AsAmNews has also been recognized by Ethnic Media Services, the Asian American Journalist Association, California Black Media, the AAPI Legislative Caucus, the Asian Hustle Network and the National Association of Asian Pacifics in Politics and Public Affairs.
AsAmNews is now translatable into traditional and simplified Chinese, Korean and Vietnamese.
Gabriel Young, former Staff White House Initiative on Asian American, Native Hawaiian and Pacific Islanders
From San Jose, California, and Washington D.C., Gabriel Young (he/his) strives to be one for and with others by serving the Asian American, Native Hawaiian, and Pacific Islander community through multiple ventures. As a Masters of Public Policy candidate, Gabriel hopes to hone his skills in developing socio-economically equitable policies and laws while continually fighting for social justice.
Previously, Gabriel had the great honor to serve as the Staff Assistant for The White House Initiative on Asian Americans, Native Hawaiians, and Pacific Islanders (WHIAANHPI) where he helped the Biden-Harris Administration pursue Equity, Justice, and Opportunity for AA & NHPI communities by leading the youth engagement, higher education, and cultural outreach portfolios while supporting the Executive Director’s day-to-day administration, scheduling, and operations.
When not serving the administration, Gabriel co-hosted LEAD Filipino’s Policy, Politics, and Puto show where he led discussions and workshops surrounding how Filipino American identity influences policy change.
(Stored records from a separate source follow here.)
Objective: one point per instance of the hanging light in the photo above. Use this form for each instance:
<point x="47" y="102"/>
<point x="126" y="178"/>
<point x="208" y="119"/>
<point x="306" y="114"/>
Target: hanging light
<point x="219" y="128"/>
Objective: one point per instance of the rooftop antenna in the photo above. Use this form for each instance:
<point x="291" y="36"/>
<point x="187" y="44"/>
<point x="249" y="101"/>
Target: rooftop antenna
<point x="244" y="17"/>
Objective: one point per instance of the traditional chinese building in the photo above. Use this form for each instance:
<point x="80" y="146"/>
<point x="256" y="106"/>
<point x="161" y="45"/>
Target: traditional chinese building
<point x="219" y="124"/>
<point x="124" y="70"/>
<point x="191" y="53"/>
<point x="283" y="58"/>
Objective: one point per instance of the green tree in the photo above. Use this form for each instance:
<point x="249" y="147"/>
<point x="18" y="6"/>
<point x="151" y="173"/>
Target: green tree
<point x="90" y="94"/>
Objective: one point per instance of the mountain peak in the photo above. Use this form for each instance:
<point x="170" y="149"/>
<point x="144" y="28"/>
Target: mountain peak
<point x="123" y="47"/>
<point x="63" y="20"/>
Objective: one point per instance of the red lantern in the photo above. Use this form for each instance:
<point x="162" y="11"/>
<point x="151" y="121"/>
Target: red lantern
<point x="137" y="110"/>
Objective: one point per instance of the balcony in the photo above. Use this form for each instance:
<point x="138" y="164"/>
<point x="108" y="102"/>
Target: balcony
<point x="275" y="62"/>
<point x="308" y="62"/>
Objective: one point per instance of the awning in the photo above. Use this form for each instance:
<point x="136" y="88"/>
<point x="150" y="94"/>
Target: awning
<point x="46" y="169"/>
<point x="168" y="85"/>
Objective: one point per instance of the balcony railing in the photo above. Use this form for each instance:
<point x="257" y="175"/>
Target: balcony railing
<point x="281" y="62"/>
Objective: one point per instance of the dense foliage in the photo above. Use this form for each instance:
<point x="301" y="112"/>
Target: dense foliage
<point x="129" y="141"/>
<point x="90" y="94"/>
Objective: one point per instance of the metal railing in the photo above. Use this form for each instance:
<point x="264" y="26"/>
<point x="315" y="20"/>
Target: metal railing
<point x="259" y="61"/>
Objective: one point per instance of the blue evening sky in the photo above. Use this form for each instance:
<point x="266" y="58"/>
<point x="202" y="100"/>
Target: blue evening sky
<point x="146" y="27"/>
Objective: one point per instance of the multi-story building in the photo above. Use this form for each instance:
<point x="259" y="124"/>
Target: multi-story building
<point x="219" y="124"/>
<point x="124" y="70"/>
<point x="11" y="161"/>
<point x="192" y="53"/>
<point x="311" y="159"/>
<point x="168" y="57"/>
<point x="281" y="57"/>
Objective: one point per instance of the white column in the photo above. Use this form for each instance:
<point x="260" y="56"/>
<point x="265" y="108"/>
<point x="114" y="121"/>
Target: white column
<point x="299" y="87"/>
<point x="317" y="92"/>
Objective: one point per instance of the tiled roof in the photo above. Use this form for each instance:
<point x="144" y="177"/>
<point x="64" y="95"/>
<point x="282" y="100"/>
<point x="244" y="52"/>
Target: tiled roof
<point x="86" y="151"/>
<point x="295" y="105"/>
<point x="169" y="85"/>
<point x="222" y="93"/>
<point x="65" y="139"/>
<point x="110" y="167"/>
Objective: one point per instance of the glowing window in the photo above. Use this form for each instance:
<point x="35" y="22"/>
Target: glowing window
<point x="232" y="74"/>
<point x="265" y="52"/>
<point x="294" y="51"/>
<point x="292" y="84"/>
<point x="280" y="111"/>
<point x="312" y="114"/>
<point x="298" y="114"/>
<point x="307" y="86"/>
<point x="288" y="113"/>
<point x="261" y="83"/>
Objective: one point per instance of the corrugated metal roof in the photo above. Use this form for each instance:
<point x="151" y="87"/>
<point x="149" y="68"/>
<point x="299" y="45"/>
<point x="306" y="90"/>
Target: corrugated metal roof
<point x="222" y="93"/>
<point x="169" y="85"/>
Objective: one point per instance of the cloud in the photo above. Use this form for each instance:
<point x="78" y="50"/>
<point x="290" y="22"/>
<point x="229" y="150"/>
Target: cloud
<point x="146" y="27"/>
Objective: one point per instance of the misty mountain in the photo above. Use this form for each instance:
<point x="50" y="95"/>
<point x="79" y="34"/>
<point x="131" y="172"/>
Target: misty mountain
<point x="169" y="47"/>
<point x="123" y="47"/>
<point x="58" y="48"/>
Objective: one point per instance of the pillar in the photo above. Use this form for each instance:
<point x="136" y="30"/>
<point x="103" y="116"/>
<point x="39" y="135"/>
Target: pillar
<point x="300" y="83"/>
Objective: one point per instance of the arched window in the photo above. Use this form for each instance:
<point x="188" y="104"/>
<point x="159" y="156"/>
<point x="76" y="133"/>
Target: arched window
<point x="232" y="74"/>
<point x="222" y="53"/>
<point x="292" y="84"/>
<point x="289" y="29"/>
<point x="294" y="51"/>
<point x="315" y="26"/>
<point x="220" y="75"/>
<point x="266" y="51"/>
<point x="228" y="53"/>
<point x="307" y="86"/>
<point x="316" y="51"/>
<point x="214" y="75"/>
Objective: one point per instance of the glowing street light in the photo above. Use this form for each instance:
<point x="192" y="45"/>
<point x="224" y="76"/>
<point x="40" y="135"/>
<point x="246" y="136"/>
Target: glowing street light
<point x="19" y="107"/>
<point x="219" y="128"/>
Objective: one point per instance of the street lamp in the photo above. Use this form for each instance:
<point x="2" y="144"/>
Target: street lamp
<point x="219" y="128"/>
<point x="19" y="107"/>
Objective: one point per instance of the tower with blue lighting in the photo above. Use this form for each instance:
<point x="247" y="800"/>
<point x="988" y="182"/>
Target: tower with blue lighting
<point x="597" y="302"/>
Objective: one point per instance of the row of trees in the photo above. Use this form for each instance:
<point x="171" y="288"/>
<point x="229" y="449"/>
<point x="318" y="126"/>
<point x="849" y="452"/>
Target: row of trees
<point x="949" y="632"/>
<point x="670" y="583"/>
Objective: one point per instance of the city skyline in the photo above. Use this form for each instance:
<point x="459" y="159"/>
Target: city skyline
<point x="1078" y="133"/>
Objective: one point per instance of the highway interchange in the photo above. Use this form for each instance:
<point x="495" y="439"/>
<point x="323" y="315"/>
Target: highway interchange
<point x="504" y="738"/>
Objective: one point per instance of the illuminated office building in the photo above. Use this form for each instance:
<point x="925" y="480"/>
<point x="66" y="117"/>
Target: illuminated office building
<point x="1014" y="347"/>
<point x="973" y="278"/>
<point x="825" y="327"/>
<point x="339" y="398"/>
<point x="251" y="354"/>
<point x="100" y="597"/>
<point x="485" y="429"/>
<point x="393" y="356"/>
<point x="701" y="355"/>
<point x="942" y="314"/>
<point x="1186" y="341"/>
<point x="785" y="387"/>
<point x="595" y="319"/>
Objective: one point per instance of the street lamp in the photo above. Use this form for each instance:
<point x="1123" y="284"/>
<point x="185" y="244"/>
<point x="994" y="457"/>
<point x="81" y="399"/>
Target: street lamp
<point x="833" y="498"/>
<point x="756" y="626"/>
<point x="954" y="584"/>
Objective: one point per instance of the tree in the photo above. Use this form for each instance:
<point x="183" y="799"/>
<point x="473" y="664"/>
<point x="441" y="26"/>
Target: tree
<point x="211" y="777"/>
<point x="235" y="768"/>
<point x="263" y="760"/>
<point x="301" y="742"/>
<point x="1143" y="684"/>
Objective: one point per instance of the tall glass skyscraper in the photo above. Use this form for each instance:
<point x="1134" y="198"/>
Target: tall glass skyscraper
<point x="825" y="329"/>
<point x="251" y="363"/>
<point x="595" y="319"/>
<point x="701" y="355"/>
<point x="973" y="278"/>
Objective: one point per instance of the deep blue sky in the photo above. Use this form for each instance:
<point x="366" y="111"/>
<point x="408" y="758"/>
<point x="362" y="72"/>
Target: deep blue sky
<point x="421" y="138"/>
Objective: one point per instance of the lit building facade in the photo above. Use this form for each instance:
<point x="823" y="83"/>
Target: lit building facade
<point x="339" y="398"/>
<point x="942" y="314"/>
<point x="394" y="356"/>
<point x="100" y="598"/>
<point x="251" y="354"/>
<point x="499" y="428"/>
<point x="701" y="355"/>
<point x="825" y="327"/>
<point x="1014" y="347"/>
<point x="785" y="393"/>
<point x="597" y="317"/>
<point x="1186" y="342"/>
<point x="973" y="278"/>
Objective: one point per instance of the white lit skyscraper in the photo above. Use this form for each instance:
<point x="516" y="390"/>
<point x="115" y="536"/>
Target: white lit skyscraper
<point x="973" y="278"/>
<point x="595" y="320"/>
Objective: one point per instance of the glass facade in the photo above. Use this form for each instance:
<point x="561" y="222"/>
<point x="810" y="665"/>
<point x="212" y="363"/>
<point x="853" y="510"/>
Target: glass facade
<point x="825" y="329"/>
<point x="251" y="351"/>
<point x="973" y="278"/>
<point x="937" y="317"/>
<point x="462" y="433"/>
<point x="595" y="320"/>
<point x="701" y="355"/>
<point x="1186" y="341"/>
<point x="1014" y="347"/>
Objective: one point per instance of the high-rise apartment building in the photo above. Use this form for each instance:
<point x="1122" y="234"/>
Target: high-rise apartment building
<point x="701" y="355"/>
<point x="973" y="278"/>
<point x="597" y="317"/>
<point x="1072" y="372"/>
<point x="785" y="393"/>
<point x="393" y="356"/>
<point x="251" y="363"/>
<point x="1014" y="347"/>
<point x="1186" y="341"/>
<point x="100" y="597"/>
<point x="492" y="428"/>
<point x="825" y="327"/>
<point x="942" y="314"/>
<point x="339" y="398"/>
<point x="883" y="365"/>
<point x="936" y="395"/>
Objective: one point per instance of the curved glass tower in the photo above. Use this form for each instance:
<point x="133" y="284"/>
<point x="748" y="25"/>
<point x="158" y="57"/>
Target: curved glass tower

Additionally, Gabriel served as the Filipino Young Professionals – DC Secretary, organizing events surrounding professional development and cultural education for Filipino Americans moving to the D.C. area.
Eddy Zheng, Founder New Beath Foundation
New Breath Foundation President and Founder Eddy Zheng (he/him) has been bridging communities for decades, particularly Black, Asian American, formerly incarcerated, immigrant, and refugee groups. Zheng spent over 20 years in California state prisons and immigration jails. During his incarceration, he earned his college degree, mentored youth, and reformed in-prison programming to make it more transformative and culturally relevant. His awards and fellowships include Open Society Soros Justice Fellow (2015), the Rosenberg Foundation’s Leading Edge Fellow (2019), and Frederick Douglass 200 awardee (2019).
Zheng is the subject of the award-winning documentary “Breathin’: The Eddy Zheng Story,” and has also been featured in the Chronicle of Philanthropy, the New Yorker, PBS, NPR, the Guardian, SXSW, and at many more events and media outlets. Eddy is eager to collaborate with new partners in empowering marginalized communities and promoting cross-cultural healing and global racial solidarity, through engaging in culture, history, and identity.
Nan Zhong, Software engineer
Nan Zhong is a software engineer in Silicon Valley. He came from China in 1997 for his graduate study. After his son Stanley’s college application story hit national news in 2023, he received numerous emails from other Asian parents about similar cases. They organized a grassroot team of several thousand Asians, demanding more transparency in college admissions despite what he considers continued stonewalling by the University of California and the California governor.